Book The Moral Psychology of Boredom

Download or read book The Moral Psychology of Boredom written by Andreas Elpidorou and published by Rowman & Littlefield. This book was released on 2022-01-31 with total page 333 pages. Available in PDF, EPUB and Kindle. Book excerpt: Whether we like it or not, boredom is a major part of human life. It permeates our personal, social, practical, and moral existence. It shapes our world by demarcating what is engaging, interesting, or meaningful from what is not. It also sets us in motion insofar as its presence can motivate us to act in a plethora of ways. Indeed, in our search for engagement, interest, or meaning, our responses to boredom straddle the line between the good and the bad, the beneficial and the harmful, the creative and the mundane. In this volume, world-renowned researchers come together to explore a neglected but crucially important aspect of boredom: its relationship to morality. Does boredom cause individuals to commit immoral acts? Does it affect our moral judgment? Does the frequent or chronic experience boredom make us worse people? Is the experience of boredom something that needs to be avoided at all costs? Or can boredom be, at least sometimes, a solution and a positive moral force? The Moral Psychology of Boredom sets out to answer these and other timely questions.

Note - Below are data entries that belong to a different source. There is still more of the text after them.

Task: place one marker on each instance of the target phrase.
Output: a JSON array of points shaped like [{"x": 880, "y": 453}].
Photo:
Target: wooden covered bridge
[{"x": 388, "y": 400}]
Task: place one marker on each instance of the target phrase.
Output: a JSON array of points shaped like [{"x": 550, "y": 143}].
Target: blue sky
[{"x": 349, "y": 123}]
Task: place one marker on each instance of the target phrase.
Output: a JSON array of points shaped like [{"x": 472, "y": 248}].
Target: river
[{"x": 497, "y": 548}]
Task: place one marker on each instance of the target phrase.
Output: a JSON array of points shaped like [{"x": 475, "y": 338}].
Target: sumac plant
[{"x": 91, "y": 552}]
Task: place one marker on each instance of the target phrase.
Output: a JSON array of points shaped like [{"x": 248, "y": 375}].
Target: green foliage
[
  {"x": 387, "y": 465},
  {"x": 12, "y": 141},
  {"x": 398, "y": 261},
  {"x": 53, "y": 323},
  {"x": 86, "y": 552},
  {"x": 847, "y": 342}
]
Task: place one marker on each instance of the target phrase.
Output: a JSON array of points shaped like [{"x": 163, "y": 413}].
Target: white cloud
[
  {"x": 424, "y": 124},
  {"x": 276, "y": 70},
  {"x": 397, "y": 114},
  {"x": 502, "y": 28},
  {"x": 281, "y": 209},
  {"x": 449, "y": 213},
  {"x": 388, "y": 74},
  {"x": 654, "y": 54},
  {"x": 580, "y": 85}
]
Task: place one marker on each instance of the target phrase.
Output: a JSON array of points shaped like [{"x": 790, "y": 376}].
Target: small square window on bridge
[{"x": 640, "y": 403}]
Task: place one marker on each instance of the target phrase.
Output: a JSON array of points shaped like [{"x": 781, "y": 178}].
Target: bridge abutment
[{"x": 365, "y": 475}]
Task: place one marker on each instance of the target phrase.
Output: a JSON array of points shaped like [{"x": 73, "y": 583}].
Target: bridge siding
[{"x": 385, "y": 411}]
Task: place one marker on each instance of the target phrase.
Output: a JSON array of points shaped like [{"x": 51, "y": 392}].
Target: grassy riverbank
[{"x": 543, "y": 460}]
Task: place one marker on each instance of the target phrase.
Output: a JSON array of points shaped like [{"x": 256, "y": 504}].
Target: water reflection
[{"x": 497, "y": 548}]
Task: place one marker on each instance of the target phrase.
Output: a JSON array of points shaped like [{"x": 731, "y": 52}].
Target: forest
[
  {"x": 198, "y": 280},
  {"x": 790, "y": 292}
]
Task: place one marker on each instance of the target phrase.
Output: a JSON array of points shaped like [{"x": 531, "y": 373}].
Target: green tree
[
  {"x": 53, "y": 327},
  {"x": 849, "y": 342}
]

Book Popular Culture in the Classroom

Download or read book Popular Culture in the Classroom written by Donna E. Alvermann and published by Routledge. This book was released on 1999 with total page 182 pages. Available in PDF, EPUB and Kindle. Book excerpt: Examines the importance of devloping within children and adolescents a critical awareness of the social, political and economic messages arising from the different forms of popular culture.